Les békés, descendants des propriétaires des grandes plantations, continuent d’avoir, dans une écrasante proportion, la mainmise sur l’économie : il n’y avait qu’à regarder la photo d’une réunion du patronat guadeloupéen que nous avons publiée il y a deux semaines (voir Politis n° 1039, p. 17) pour s’apercevoir qu’il est uniquement composé de Blancs… Ayant pu s’adapter aux évolutions de la société du fait de leur capacité financière, ceux-ci contrôlent aujourd’hui les secteurs de la grande distribution, du tourisme ou de la distribution d’hydrocarbures, en somme tout ce qui fait « tourner » l’économie locale. On comprend ainsi pourquoi la grève a, en premier lieu, touché ces secteurs, avec des blocages de stations-service et de supermarchés, mais cela explique aussi que ressurgissent discrètement des rancœurs anciennes.
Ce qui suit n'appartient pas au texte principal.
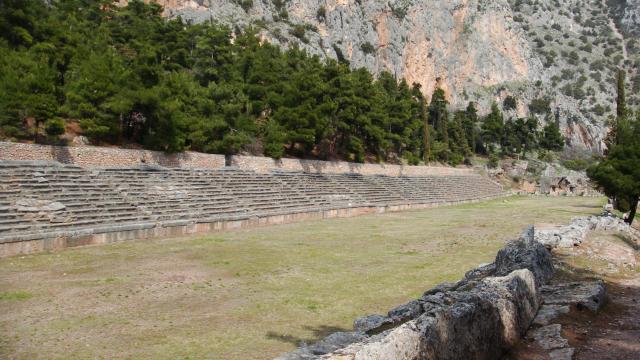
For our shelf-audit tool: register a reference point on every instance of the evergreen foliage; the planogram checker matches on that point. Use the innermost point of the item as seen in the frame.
(127, 75)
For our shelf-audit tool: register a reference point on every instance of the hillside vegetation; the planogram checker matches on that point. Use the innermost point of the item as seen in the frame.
(128, 75)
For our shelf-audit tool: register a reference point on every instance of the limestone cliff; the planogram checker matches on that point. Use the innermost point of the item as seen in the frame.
(561, 52)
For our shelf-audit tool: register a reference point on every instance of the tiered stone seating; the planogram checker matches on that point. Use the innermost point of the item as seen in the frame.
(41, 200)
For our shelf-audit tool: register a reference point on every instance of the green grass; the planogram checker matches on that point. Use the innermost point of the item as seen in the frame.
(15, 295)
(252, 293)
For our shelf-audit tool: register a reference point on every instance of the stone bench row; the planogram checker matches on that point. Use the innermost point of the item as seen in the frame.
(40, 197)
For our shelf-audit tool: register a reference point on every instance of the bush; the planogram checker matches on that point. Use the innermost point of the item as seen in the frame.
(493, 160)
(54, 127)
(321, 14)
(510, 103)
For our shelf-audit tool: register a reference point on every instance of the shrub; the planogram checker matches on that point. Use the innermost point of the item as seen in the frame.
(493, 160)
(54, 127)
(321, 14)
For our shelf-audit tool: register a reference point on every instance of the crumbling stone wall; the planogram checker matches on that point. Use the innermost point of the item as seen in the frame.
(265, 164)
(93, 156)
(479, 317)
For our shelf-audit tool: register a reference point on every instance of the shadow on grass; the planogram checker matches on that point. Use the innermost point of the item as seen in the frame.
(611, 332)
(318, 332)
(628, 241)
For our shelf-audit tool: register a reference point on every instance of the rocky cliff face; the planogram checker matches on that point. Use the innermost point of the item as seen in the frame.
(564, 53)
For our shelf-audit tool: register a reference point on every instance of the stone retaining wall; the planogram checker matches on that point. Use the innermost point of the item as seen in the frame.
(152, 230)
(94, 156)
(479, 317)
(265, 164)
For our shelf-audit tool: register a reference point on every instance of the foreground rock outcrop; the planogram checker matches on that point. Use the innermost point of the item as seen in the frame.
(555, 58)
(482, 315)
(576, 232)
(486, 313)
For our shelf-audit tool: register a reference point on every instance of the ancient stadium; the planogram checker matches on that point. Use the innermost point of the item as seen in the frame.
(202, 256)
(320, 180)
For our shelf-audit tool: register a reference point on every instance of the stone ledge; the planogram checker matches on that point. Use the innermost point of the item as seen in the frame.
(484, 314)
(57, 240)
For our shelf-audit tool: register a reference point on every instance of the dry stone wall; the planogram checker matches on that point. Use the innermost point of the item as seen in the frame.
(264, 164)
(93, 156)
(479, 317)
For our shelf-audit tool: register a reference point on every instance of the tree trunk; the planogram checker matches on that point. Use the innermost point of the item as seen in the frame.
(632, 213)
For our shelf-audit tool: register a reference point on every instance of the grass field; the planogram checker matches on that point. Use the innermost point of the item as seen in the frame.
(249, 294)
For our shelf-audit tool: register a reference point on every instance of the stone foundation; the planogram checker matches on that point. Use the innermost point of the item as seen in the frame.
(112, 234)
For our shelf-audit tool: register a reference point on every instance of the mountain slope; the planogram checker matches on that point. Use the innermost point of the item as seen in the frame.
(558, 59)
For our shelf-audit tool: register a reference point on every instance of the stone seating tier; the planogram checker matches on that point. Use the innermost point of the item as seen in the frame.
(42, 199)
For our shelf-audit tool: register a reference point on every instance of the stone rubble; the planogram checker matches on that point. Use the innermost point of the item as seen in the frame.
(575, 233)
(488, 311)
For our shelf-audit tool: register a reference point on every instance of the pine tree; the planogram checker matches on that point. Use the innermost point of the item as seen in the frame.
(493, 127)
(551, 138)
(618, 175)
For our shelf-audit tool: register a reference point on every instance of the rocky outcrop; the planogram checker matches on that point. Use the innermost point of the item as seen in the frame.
(484, 314)
(479, 317)
(480, 51)
(576, 232)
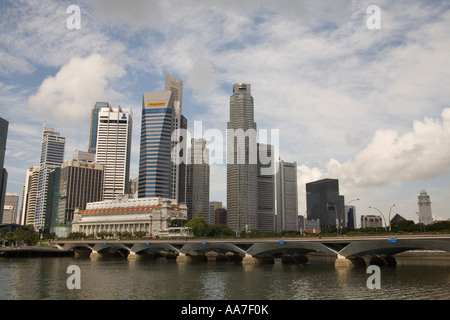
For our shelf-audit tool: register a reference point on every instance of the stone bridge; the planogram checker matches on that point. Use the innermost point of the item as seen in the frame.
(348, 251)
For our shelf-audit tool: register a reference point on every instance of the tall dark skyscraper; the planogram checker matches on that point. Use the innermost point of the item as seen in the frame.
(266, 189)
(159, 176)
(324, 202)
(287, 197)
(3, 173)
(242, 167)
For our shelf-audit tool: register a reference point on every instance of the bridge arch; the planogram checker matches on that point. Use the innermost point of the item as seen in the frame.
(386, 247)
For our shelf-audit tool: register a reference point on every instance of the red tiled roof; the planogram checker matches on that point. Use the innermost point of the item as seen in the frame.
(125, 210)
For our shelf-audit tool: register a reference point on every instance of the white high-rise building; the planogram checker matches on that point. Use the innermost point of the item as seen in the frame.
(29, 196)
(287, 197)
(159, 174)
(424, 203)
(113, 149)
(198, 180)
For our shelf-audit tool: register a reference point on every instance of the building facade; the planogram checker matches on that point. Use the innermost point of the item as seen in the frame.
(10, 208)
(371, 221)
(425, 215)
(94, 125)
(29, 196)
(197, 180)
(350, 217)
(213, 206)
(52, 156)
(113, 149)
(81, 183)
(266, 188)
(287, 197)
(149, 215)
(162, 167)
(242, 167)
(323, 202)
(3, 172)
(155, 166)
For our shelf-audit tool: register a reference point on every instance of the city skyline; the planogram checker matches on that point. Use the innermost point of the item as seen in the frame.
(367, 107)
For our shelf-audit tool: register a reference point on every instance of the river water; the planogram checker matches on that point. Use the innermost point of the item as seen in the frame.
(161, 279)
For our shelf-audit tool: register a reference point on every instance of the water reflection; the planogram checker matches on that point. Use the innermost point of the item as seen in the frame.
(162, 279)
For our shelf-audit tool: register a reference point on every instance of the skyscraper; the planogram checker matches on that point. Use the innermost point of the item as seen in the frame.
(323, 202)
(178, 188)
(94, 125)
(10, 208)
(424, 203)
(113, 149)
(266, 189)
(52, 156)
(80, 183)
(197, 186)
(159, 176)
(242, 168)
(3, 173)
(287, 197)
(29, 196)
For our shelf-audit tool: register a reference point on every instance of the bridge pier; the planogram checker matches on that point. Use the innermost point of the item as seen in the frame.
(190, 258)
(132, 256)
(342, 261)
(383, 261)
(95, 255)
(294, 259)
(248, 259)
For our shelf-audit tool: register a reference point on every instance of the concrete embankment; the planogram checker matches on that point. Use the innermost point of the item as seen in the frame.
(34, 251)
(423, 258)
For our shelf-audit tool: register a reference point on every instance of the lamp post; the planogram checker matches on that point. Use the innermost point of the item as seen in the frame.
(390, 217)
(420, 224)
(385, 228)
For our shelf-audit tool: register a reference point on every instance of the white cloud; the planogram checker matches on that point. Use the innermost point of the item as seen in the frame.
(68, 97)
(390, 159)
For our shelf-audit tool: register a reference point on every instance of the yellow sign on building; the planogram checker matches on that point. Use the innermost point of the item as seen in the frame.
(156, 104)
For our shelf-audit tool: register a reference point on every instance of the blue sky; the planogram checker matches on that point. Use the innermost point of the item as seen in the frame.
(368, 107)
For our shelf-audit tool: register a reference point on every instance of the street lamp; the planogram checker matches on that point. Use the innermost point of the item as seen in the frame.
(390, 217)
(420, 224)
(385, 228)
(348, 204)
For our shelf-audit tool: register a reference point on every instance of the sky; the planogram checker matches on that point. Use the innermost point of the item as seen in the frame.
(357, 95)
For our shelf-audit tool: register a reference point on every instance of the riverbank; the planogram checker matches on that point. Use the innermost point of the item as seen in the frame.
(34, 251)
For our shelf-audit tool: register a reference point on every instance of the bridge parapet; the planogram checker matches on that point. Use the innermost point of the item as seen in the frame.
(350, 248)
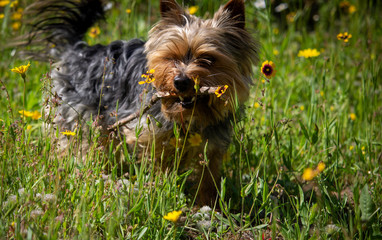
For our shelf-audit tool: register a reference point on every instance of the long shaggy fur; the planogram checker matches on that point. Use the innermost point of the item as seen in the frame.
(101, 82)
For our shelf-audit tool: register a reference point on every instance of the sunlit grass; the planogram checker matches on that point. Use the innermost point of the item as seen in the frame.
(304, 162)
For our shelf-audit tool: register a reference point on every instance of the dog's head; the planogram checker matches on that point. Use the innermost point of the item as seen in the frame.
(186, 51)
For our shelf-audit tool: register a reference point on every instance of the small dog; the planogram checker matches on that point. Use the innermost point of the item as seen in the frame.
(182, 55)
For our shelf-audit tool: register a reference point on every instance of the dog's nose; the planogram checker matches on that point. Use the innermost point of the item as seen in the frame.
(182, 83)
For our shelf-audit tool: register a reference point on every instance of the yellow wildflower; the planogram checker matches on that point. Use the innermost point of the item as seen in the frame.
(344, 36)
(36, 115)
(193, 9)
(291, 17)
(68, 133)
(16, 26)
(173, 216)
(321, 166)
(221, 90)
(195, 140)
(16, 16)
(4, 3)
(309, 174)
(21, 70)
(94, 32)
(308, 53)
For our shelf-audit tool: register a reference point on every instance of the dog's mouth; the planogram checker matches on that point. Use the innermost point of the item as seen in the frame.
(187, 101)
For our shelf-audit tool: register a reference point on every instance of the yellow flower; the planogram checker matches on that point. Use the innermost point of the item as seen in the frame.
(195, 140)
(36, 115)
(16, 26)
(21, 70)
(291, 16)
(193, 9)
(68, 133)
(4, 3)
(94, 32)
(344, 36)
(321, 166)
(309, 174)
(268, 69)
(149, 75)
(221, 90)
(308, 53)
(173, 216)
(16, 16)
(26, 113)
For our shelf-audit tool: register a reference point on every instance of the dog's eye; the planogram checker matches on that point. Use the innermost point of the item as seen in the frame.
(205, 61)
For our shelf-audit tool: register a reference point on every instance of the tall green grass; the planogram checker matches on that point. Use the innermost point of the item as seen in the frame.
(325, 109)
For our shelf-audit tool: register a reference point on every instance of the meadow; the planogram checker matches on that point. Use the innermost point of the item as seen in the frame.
(305, 161)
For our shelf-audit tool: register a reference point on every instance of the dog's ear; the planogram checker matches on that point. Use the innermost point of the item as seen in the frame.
(236, 10)
(171, 9)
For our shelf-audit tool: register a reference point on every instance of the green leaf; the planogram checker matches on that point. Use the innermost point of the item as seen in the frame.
(315, 134)
(366, 204)
(303, 128)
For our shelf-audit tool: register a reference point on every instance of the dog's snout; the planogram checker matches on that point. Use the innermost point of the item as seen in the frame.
(182, 83)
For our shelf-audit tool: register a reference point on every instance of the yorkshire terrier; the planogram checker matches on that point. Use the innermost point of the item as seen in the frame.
(183, 55)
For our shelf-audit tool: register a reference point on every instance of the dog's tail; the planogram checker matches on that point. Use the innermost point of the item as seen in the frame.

Toutefois, le collectif LKP a choisi de ne pas mettre en avant des revendications identitaires, autonomistes, voire indépendantistes, pour certains de ses membres. Car ce sont bien le coût de la vie et la faiblesse des salaires (cf. encadré), outre des taux de chômage record, notamment parmi les jeunes, qui ont fait s’embraser la Guadeloupe, l’un des départements où les prix des produits sont les plus chers de France, puis les autres DOM. Ainsi, alors qu’en métropole une baguette de pain coûte en moyenne 0,85 euro, elle vaut à Pointe-à-Pitre… 2 euros ! Les légumes ont des prix trois ou quatre fois supérieurs à ceux qui se pratiquent à Paris. Quant aux produits manufacturés, leurs prix peuvent être deux à trois fois supérieurs à ceux de la métropole. Une situation qui ne peut plus durer.